Le principe actif des antiseptiques mineurs n’a pas une concentration suffisante ou diffère des molécules précitées : la chlorhexidine à 0,2 % en solution aqueuse, qui a aussi un délai d’action de 5 minutes (vs 1 minute pour l’alcoolique à 0,5 %), les ammoniums quaternaires (chlorure de benzalkonium, cétrimide…), l’hexamidine et la chlorhexidine à 0,05 % ont un spectre d’activité moins large. Ils ne sont pas recommandés pour les plaies. L’hexamidine a une indication dans certaines affections dermatologiques susceptibles de se surinfecter.
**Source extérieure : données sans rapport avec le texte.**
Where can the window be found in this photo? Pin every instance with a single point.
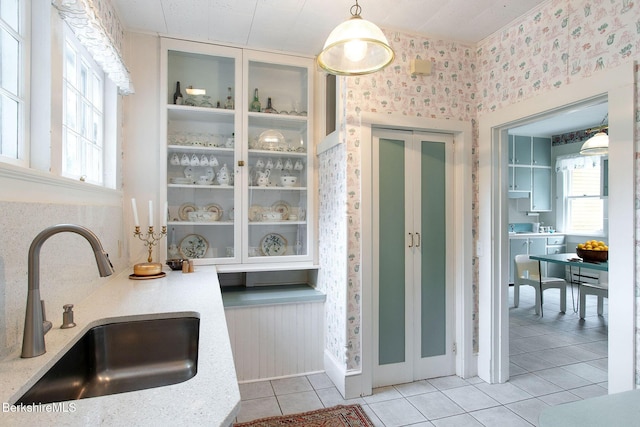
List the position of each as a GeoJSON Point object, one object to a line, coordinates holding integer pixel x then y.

Associée à une forte concentration d’alcool dans Hexomedine Transcutanée, elle s’utilise en pansements humides ou en bains en cas de panaris débutant, de poil incarné, de kyste…

QUELLES CONTRE-INDICATIONS ?

Dérivés iodés : nouveau-nés (moins de 1 mois), utilisation prolongée aux deuxième et troisième trimestres de grossesse, allaitement.
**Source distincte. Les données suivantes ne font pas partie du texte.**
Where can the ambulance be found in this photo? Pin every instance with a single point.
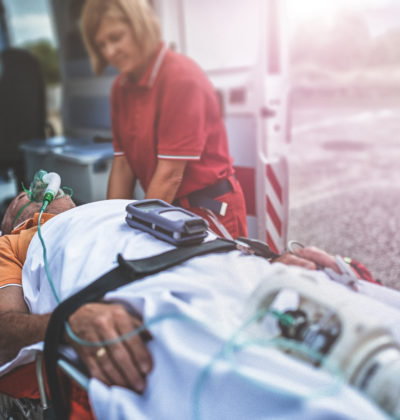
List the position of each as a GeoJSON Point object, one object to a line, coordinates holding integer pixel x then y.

Chlorhexidine : irritante pour les muqueuses et neurotoxique, elle ne doit pas être appliquée sur les muqueuses, hormis les solutions moussantes à rincer, ni dans le conduit auditif.

Alcool à 70° : nourrisson de moins de 30 mois, antécédents de convulsions, sur une peau lésée ou sur les muqueuses.

EN PRATIQUE

QUELLES PRÉCAUTIONS ?

• Nettoyer toute plaie à l’eau et au savon, puis bien rincer avant d’appliquer l’antiseptique car tous sont plus ou moins inactivés par les matières organiques (pus, sang, sueur, sébum…) et le savon.

• Ne jamais les associer entre eux (perte d’efficacité, voire formation de dérivés toxiques). Si nécessaire, rincer la plaie à l’eau ou au sérum physiologique.

• Les antiseptiques sont à proscrire dans les plaies chroniques (ulcères, escarres…), sauf exception, car ils sont à l’origine d’intolérance, de retard de cicatrisation et peuvent être incompatibles avec certains pansements.

• Utiliser les dérivés iodés avec prudence en cas de dysfonctionnement thyroïdien ainsi que chez les nourrissons de moins de 30 mois en raison d’un passage systémique potentiel de l’iode.

QUELLE CONSERVATION ?

• Les antiseptiques peuvent être sensibles à l’air, à la lumière et à la chaleur. Conserver les dérivés chlorés en dessous de 25°C. Après chaque utilisation, refermer soigneusement le flacon.

• En usage domestique courant, un antiseptique se conserve plusieurs mois après ouverture à l’abri de la lumière et de la chaleur. Utilisé quotidiennement à l’hôpital, un antiseptique majeur se garde un mois après ouverture.

• Utiliser les unidoses et compresses en pochette individuelle dès leur ouverture, puis les éliminer.

• Un flacon d’Hexomedine Transcutanée se conserve cinq jours s’il est utilisé en bains (la partie à traiter est plongée dans le flacon), quinze jours si le produit est appliqué à l’aide d’une compresse.

QUELS CONSEILS ?

Pulvériser directement l’antiseptique sur la plaie si elle n’est pas située près des yeux, ou l’appliquer avec une compresse sur la blessure une fois, avant de recommencer si besoin avec une zone propre de la compresse.

* Source : « Le bon usage des antiseptiques pour la prévention du risque infectieux chez l’adulte », CClin Sud-Ouest, 2013. En ligne sur : bit.ly/2YQlW99

Définition

Les biocides sont des substances ou des préparations encadrées par un règlement européen, destinées à détruire, repousser ou rendre inoffensifs les organismes jugés nuisibles, à en prévenir l’action ou à les combattre de toute autre manière, par une action chimique ou biologique.

Info +

La désinfection se distingue de l’antisepsie par le fait qu’elle s’effectue sur des milieux inertes : surfaces, matériel…

L’eau oxygénée, ou peroxyde d’hydrogène, a un spectre d’action trop limité pour être utilisée en tant qu’antiseptique. Elle produit des radicaux libres qui interagissent avec les lipides, les protéines et l’ADN. En revanche, ses propriétés hémostatiques et détergentes, par son effet moussant, favorisent l’élimination des débris en cas de plaie souillée. Elle se conserve quinze jours après ouverture, d’où l’intérêt d’utiliser des dosettes.